Iglu release 2 with a new RESTful schema server

28 August 2014  •  Ben Fradet

We are pleased to announce the second release of Iglu, our machine-readable schema repository system for JSON Schema. If you are not familiar with what Iglu is, please read the blog post for the initial release of Iglu.

Iglu release 2 introduces a new Scala-based repository server, allowing users to publish, test and serve schemas via an easy-to-use RESTful interface. This is a huge step forward compared to our current approach, which involves uploading schemas to a static website on Amazon S3. The new Scala repository server is version 0.1.0.

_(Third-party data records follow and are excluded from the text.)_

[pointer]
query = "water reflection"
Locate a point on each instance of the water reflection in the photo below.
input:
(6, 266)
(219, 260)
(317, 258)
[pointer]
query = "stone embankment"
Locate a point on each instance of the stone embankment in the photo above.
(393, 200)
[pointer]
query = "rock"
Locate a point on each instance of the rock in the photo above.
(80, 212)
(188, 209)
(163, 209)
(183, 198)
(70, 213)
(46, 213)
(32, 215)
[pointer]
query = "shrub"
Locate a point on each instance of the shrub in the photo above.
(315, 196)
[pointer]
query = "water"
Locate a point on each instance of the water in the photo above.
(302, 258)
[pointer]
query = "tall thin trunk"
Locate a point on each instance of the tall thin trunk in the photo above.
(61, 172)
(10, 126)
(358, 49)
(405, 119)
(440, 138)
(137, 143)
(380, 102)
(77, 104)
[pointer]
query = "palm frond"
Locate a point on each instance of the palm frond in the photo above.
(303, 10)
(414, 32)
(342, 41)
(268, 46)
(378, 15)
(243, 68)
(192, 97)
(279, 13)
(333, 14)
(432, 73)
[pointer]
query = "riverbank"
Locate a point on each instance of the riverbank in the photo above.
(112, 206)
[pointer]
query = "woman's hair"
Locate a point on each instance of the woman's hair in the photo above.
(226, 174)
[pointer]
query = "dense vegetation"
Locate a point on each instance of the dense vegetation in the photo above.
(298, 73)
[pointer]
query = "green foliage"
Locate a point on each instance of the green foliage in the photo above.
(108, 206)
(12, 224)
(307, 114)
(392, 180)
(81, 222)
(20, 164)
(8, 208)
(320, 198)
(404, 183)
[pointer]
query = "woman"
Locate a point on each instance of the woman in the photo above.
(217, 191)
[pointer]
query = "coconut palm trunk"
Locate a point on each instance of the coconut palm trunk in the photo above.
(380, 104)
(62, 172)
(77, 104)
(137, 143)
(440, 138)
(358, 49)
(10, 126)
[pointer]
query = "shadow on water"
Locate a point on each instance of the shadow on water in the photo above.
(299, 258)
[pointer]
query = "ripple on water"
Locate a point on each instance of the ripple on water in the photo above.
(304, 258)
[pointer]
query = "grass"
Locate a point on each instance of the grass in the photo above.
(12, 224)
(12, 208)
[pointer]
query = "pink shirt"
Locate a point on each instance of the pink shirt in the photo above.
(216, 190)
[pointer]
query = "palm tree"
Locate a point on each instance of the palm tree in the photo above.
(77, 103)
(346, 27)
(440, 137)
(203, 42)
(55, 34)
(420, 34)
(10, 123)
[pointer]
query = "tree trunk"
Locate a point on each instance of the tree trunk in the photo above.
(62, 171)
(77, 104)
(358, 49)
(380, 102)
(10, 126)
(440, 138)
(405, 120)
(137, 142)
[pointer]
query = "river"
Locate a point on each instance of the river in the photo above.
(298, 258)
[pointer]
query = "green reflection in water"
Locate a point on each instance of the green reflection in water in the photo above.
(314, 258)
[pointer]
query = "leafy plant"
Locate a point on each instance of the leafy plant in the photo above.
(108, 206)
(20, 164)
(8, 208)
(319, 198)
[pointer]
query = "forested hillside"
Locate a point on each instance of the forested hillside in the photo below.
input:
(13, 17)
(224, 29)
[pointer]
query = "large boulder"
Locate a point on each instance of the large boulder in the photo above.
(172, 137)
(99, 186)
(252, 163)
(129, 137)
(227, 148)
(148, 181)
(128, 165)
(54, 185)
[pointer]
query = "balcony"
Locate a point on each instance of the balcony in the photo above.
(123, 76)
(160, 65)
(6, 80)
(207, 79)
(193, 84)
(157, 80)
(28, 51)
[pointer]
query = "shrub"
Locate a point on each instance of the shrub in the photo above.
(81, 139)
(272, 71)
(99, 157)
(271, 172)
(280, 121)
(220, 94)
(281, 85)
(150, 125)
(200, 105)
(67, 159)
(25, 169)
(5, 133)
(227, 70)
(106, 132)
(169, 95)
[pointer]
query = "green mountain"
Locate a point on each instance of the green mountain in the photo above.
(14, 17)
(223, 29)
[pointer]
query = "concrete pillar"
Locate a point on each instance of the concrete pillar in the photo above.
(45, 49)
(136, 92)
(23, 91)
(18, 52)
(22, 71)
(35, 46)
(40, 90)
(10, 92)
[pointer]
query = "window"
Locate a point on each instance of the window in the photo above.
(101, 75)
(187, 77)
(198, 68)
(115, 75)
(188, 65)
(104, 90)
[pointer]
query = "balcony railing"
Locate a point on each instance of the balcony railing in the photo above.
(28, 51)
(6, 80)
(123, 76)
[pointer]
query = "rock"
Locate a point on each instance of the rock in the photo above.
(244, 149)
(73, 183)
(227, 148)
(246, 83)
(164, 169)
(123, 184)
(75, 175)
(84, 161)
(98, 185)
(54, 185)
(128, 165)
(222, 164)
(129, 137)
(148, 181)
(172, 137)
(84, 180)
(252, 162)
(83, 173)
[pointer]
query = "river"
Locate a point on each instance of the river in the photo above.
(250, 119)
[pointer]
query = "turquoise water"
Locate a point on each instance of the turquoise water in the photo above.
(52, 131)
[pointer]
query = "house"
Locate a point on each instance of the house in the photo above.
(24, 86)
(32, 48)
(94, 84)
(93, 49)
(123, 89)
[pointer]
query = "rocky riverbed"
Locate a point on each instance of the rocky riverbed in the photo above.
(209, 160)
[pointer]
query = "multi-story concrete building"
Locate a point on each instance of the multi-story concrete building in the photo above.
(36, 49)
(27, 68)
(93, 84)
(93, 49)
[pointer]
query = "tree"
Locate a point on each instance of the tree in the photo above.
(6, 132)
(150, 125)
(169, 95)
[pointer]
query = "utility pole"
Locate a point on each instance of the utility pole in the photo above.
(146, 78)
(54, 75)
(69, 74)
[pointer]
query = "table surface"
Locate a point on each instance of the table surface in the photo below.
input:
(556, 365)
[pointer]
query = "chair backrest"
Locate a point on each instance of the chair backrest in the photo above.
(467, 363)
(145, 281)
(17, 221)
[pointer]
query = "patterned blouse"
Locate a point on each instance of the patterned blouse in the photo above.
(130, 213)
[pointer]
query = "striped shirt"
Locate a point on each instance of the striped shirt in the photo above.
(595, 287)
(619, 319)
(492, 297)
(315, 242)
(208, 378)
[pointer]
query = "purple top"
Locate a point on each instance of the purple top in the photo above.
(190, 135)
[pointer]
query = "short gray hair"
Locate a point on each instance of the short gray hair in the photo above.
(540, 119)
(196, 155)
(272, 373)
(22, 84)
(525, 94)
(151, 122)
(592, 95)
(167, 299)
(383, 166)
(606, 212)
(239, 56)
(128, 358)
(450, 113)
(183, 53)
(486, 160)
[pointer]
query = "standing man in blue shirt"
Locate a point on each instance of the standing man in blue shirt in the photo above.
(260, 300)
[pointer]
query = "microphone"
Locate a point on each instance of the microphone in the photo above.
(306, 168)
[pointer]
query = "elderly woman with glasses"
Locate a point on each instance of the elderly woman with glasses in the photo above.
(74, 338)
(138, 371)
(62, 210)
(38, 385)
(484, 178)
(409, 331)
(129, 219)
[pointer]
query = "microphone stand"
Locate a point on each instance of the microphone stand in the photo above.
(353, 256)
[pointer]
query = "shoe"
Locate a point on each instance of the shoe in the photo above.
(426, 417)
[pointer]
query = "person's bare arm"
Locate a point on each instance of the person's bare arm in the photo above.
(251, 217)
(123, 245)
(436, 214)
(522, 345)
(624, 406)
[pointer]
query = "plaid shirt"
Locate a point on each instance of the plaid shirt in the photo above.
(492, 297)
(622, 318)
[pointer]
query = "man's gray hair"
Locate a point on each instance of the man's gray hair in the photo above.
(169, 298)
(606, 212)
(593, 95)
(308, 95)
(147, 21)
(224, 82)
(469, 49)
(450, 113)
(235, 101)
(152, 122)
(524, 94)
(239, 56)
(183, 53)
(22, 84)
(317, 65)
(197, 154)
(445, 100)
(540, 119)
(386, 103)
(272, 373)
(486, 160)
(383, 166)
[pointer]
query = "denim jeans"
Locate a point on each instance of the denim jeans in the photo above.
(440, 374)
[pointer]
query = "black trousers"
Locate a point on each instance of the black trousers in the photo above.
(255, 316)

In this post, we will cover the following aspects of the new repository server:

  1. The schema service
    1. POST requests
    2. PUT requests
    3. Single GET requests
    4. Multiple GET requests
    5. Swagger support
  2. Schema validation and the validation service
    1. Schema validation when adding a schema
    2. The validation service
  3. Api authentication
  4. Running your own server
    1. Installing the executable jarfile
    2. Configuring the server
    3. Launching the server
    4. The super API key
    5. The API key generation service
  5. Documentation and support

1. The schema service

Our new Scala repository server takes the form of a RESTful API containing various services, the most important of which is the schema service. It lets you interact with schemas via simple HTTP requests.

1.1 POST requests

Use a POST request to the schema service to publish new schemas to your repository.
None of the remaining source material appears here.